Thrombotic Microangiopathy in a Patient with Systemic Lupus Erythematosus Download PDF

Journal Name : SunText Review of Medical & Clinical Research

DOI : 10.51737/2766-4813.2023.073

Article Type : Research Article

Authors : Snoussi M and Belmekki A

Keywords : Thrombotic microangiopathy; Lupus erythematosus

Abstract

The term thrombotic microangiopathy (TMA) includes several medical conditions characterized by the association of mechanical hemolytic anemia and peripheral thrombocytopenia. There are few studies in the literature focusing on this pathology, and its causes are dominated by bacterial and viral infections and systemic disease. Indeed, TMA is a serious complication that can occur in patients with systemic lupus erythematosus (SLE), adversely affecting prognosis and increasing mortality. The etiology of TMA in these patients may be multifactorial and may overlap among different entities. We present the case of a 22-year-old female who was previously diagnosed with SLE. She was hospitalized with acute kidney injury, severe bicytopenia, and other features consistent with her flare of lupus.


Introduction

The term thrombotic microangiopathy (TMA) includes several medical conditions characterized by the association of mechanical hemolytic anemia and peripheral thrombocytopenia [1]. Few studies in the literature have focused on this condition, and its etiology is dominated by bacterial and viral infections and systemic disease [2]. Systemic lupus erythematosus (SLE) is a chronic autoimmune disease of unknown cause. Renal involvement, usually due to immune complex-mediated glomerular disease, is common, but vascular disease also occurs and generally has a negative prognosis and increases mortality [3]. We report his case of a patient diagnosed with class IV LN presenting with TMA.


Patient and Observation

A 22-year-old Moroccan women with LN was admitted with acute kidney injury [serum creatinine (SCr): 6.1 mg/dl], bicytopenia (haemoglobin=7.9 g/dl, platelets=64G/L), positive anti-dsDNA. The anemia (hemoglobin = 7.9g/dl) is normocytic (VGM=77.6fl), normochromic (CCMH=35.1g/dl and TCMH=27.2pg), regenerative (reticulocyte rate=143G/L). The rate of schistocytes was 7% (Figure 1). Thrombocytopenia is severe at 64G/L. Hyperleukocytosis was found at 16.1G/L with a predominance of neutrophils (15.5G/L) [4,5].

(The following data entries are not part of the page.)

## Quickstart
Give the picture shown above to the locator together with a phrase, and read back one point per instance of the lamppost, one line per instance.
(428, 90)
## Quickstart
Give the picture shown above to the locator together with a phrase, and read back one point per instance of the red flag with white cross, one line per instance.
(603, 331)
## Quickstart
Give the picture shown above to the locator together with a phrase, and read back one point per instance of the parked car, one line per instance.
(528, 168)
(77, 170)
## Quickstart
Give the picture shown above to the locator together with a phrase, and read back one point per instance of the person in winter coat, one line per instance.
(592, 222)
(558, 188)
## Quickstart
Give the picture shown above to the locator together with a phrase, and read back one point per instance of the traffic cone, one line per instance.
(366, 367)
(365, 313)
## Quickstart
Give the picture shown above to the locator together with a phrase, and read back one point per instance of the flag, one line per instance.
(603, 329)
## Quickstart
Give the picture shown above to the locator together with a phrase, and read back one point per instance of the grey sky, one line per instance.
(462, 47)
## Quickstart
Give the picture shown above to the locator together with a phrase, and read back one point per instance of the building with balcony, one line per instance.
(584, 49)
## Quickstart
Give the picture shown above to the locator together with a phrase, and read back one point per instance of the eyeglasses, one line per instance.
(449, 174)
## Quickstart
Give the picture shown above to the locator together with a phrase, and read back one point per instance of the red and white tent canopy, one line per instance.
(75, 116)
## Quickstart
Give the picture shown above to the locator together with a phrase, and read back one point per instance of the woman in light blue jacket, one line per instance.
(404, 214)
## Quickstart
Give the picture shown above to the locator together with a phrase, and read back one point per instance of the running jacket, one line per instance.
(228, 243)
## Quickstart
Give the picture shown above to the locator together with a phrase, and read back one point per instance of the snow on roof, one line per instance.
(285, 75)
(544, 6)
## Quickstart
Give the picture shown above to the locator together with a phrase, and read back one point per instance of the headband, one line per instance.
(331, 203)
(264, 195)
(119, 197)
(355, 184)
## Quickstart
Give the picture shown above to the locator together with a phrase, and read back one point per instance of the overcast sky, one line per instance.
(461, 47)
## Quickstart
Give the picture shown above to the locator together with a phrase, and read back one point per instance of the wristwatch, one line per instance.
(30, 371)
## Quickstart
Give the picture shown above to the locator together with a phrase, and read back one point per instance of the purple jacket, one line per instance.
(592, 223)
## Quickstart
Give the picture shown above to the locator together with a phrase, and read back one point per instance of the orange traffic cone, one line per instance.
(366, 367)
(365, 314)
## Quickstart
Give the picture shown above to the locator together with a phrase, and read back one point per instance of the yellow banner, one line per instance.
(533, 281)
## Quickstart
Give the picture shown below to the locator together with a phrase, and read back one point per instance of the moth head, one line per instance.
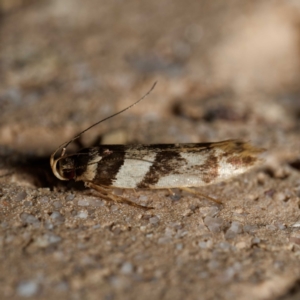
(64, 166)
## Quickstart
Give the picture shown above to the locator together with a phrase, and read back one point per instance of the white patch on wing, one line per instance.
(134, 170)
(91, 170)
(186, 175)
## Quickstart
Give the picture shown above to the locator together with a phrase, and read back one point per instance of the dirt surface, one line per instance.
(224, 70)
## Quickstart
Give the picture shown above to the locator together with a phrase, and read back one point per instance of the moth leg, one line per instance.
(107, 195)
(191, 191)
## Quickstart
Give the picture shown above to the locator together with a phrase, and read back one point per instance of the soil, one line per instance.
(224, 70)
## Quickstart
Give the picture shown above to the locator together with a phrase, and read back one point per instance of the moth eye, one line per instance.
(69, 173)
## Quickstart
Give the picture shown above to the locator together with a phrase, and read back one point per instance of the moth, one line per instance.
(153, 166)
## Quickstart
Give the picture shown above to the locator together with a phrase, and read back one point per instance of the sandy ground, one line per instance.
(224, 71)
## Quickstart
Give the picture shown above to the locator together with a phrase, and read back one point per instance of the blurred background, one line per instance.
(224, 70)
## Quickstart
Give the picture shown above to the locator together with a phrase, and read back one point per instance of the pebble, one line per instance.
(47, 240)
(96, 202)
(44, 199)
(83, 202)
(27, 288)
(82, 214)
(250, 228)
(211, 211)
(235, 228)
(127, 268)
(57, 217)
(29, 219)
(20, 196)
(154, 220)
(57, 204)
(70, 197)
(214, 224)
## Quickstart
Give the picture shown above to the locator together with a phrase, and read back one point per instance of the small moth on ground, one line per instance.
(156, 166)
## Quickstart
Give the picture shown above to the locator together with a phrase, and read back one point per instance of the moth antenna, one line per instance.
(53, 161)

Figure 1: Microscopic pictures of the schizocytes found in the patient.


Discussion

TMA represents a group of syndromes with multiple etiologies, both inherited and acquired [6]. Globally, TMA classification can be complex and confusing. One way to classify them is to classify them into primary and secondary causes. Primary TMAs include TPP (thrombotic thrombocytopenic purpura) and atypical HUS (hemolytic uremic syndrome). Secondary TMAs include infectious diseases such as Shiga-toxin producing E. coli and other conditions such as malignancies or autoimmune diseases as SLE [7]. Clinically detectable TMA is rare in SLE and mostly has a histopathological nature. It may magnify the renal destruction caused by lupus by causing and increasing local inflammation with damage to the diseased kidney. Patients with LN have more severe and active renal disease. The etiology of TMA in LN remains unclear and may be multifactorial. Since SLE is an immune complex-mediated disease, activation of the classical pathway has been suggested to play an important role in the development of TMA (Table 1).

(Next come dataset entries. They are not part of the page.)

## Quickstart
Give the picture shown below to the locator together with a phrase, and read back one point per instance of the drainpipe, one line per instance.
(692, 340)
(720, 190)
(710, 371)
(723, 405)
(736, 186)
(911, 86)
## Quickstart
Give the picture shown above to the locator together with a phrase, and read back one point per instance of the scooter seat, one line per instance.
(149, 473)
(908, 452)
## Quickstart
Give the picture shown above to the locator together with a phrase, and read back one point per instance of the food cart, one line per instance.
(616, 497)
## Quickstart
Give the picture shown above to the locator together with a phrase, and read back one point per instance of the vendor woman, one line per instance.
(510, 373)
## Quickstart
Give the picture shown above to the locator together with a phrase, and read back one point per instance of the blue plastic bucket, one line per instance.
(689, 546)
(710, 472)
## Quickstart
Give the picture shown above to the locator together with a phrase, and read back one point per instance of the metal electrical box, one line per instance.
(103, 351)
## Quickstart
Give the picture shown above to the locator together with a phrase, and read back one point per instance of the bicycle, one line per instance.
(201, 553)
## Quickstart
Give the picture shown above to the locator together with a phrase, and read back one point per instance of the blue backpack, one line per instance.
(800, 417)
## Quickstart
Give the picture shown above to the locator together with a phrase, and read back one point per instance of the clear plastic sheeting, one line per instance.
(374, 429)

Table 1: Analytical parameters of the patient.

Analytical parameters

Value

Reference value

Hemoglobin

7.9 g/dl

11.5-17.5 g/dl

VGM

77.6 fl

76-96 fl

CCMH

35.1 g/dl

31-36 g/dl

TCMH

27.2 pg

24.4-34 G/L

Leukocytes

16.1 G/L

3.8-11 G/L

Platelets

64 G/L

150-445 G/L

Several studies have shown that dysregulation of the alternative complement pathway may also be involved, which is consistent with low C3 and C4 levels in LN [4,5]. This case reports TMA in an SLE patient. The patient presented with bicytopenia and other features consistent with lupus flares. However, the severity of this case was explained by her diagnosis of TMA, one of the most serious complications in SLE patients. TMA is a complex process involving imbalances between immunity, coagulation and complement caused by a variety of factors, in this case a severe lupus flare-up. Local or systemic complement activation induces endothelial damage that is present in both primary and secondary causes of TMA. Whatever the cause, TMA is a devastating condition that results in systemic and renal damage and compromises patient prognosis and survival [6,7].


Conclusion

Thrombotic microangiopathy (TMA) is a severe renal vascular injury presenting with progressive life-threatening thrombocytopenia, microangiopathic hemolytic anemia, and progressive renal failure. Although rare, TMA is commonly found in patients with Class IV lupus nephritis (LN) and plays an important role in the progression and exacerbation of LN.